I still cant get over how gentle those two Brahmas were yesterday. When Clay got there, we went in the pen with them for him to see. I stood there leaning over the back of one smoking a cigarette, and he did the same with the other one. We stood their til we finished and they never moved. When we went to load the, I just walked between them and they went right up to the trailer door. Then they stopped, sniffing and snorting at the floor, stamping their feet and wringing their tails. One of the sale barn boys came running up behind them, yelling, and waving his hot shot. I stopped him and said :" Shut up., fool!", while Clay took the hot shot from his hand. He told him he could have it back, but if he touched one with that, it would most likely be the last thing he remembered for a few days til he got over his concussion! I just let them stand there for a few minutes, then they just walked in. Had that fool hit them with q hot shot, we would be chasing them, all over Gordon County today. Or somebody would. I would most likely be in the pokey for battery! LOL How they are handled makes a lot of difference, and each cow has its own personality.For what it's worth, I've had a few BWF crazies too, the worst cow I've had was a BWF I bought as a heifer.
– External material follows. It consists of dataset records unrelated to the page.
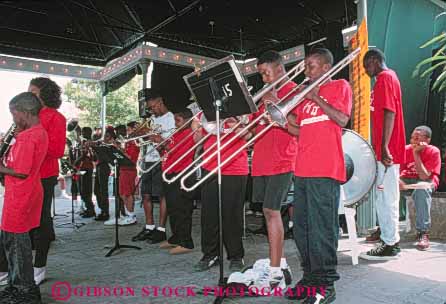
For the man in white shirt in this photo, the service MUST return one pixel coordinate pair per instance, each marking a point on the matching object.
(151, 182)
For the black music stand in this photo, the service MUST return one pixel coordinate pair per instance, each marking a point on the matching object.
(221, 92)
(73, 224)
(115, 157)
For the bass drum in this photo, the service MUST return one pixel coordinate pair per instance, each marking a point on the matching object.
(361, 167)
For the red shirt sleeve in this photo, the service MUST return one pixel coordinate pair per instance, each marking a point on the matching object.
(383, 94)
(24, 154)
(341, 100)
(433, 161)
(56, 136)
(132, 150)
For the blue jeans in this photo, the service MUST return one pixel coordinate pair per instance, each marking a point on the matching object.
(16, 258)
(423, 202)
(316, 228)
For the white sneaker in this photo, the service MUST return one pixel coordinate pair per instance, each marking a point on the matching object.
(39, 275)
(3, 278)
(127, 220)
(267, 280)
(110, 222)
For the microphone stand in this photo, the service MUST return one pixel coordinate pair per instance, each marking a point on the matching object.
(72, 224)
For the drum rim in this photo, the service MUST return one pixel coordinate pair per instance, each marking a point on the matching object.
(358, 202)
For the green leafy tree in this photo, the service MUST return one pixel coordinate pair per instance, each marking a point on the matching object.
(425, 69)
(122, 104)
(427, 66)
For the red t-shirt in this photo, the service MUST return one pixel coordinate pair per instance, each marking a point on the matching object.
(55, 125)
(239, 163)
(431, 159)
(132, 150)
(180, 151)
(319, 148)
(386, 94)
(24, 197)
(275, 151)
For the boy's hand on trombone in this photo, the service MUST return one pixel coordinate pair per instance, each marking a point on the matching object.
(313, 94)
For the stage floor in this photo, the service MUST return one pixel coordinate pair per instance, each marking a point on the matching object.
(77, 263)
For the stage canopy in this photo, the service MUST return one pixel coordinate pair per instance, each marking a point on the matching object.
(94, 32)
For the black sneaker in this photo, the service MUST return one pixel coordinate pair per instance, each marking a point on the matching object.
(88, 214)
(157, 237)
(206, 263)
(145, 234)
(102, 217)
(9, 295)
(328, 296)
(382, 252)
(31, 297)
(236, 265)
(298, 292)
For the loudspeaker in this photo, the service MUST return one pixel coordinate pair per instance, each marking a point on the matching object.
(142, 97)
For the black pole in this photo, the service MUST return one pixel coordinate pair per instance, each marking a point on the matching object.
(117, 210)
(73, 224)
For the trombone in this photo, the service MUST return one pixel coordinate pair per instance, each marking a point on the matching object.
(297, 70)
(278, 113)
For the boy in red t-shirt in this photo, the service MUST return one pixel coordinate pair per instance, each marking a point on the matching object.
(422, 167)
(49, 94)
(180, 203)
(273, 161)
(23, 200)
(127, 177)
(319, 172)
(389, 140)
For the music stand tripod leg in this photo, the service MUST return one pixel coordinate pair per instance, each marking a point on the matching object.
(117, 211)
(54, 208)
(73, 223)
She was bought in a group of 500 weight heifers and she had gotten bred young before I bought her. So I kept her to calve out. she seemed a little flighty but it wasn't until after she had her first calf that she became full aggressive. She would then come after you whether she had a calf or not. I kept her around for a few years because I dreaded trying to load her and could usually work around her just being cautious of where she was and not getting to close. One day she came after me uphill from a longways off and that was the last straw she went down the road the next time she came up to the barn.
Also had another purchased BWF heifer that I sold in a bred heifer sale. Nothing out of the ordinary while I had her, but the folks that bought her wanted to bring her back for a refund. Apparently she snapped somewhere between the stockyards where the sale was and when they offloaded her, and I agreed to thecrefund. She was unglued at that time and I dreaded to try to load her too.
They told me later at the stockyards that after selling her she ran out the ring straight into a gate and broke her neck.
Wild cattle are something we don't want and we try to select for docility above pretty much everything else, because if they are so wild or crazy that you can't be around them then there's too much risk involved in my opinion for anybody to be around them.